A building challenge giving secondary students hands-on experience of an apprenticeship is appealing to those looking to nail their career options straight out of school.
Teams from 14 secondary schools across the country are competing in the annual Build-Ability Challenge which sees them plan, design and build a project of their choice while sticking to a strict budget.
The challenge, which kicked off in May, is a key part of the Building and Construction Industry Training Organisation’s strategy to attract new apprentices and demonstrate the opportunities of a career in the trades.
The Build-Ability Challenge is designed to give students a head start on their apprenticeship, BCITO chief executive Warwick Quinn says.
“This year we redesigned the challenge to allow students to work on an approved project of their choice. This means work will align with the schools’ curriculums and complement learning happening within the school’s technology programme,” he says.
“Continuing from last year, the competition also integrates with the BCATS National Certificate, allowing students to earn unit and achievement standards — giving students a head start on their construction training.”

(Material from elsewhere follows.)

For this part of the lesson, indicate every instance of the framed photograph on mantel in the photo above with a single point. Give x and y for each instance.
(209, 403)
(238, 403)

The challenge, combined with the fact that an apprenticeship offers Kiwis straight out of high school the opportunity to “earn while you learn”, showcases an apprenticeship as a very attractive option for young New Zealanders looking to get a head start on their careers, Mr Quinn says.
“We are committed to supporting and empowering as many young New Zealanders as possible to pursue an apprenticeship, and offering a practical solution to the skills shortage in New Zealand’s construction sector.”
Seth Sutherland, a participant in the 2016 Build-Ability competition who is now working as a carpentry apprentice in Nelson, credits the Build-Ability Challenge with opening the door to this career for him straight out of school.
He says the challenge provided him with real, hands-on experience of what an apprenticeship would be like.
“I knew I was interested in an apprenticeship, but didn’t have much experience. When I heard about the challenge I jumped at the opportunity.
“The challenge really set me up for an apprenticeship. There was a real focus on the planning stage and working from plans, which was really helpful and something you don’t tend to cover in woodworking class.”
A year into his apprenticeship, Seth says he is really enjoying it, and would recommend it to other school leavers considering it as an option.
Throughout the challenge, students must consider how their project will make a difference to their community. At the end of the challenge, students will donate their projects to their school or an organisation of their choice.
In September, expert judges will decide the overall winners, and the People’s Choice category winner will be selected by online public voting.
The schools competing in the 2017 BCITO Build-Ability Challenge are Aotea College, Mercury Bay Area School, St Thomas of Canterbury College, Feilding High School, Ngaruawahia High School, Te Kauwhata College, Hamilton Boys High School, Otahuhu College, Waiuku College, Howick College, Rangitikei College, Whanganui City College, Marlborough Boys’ College and Rodney College.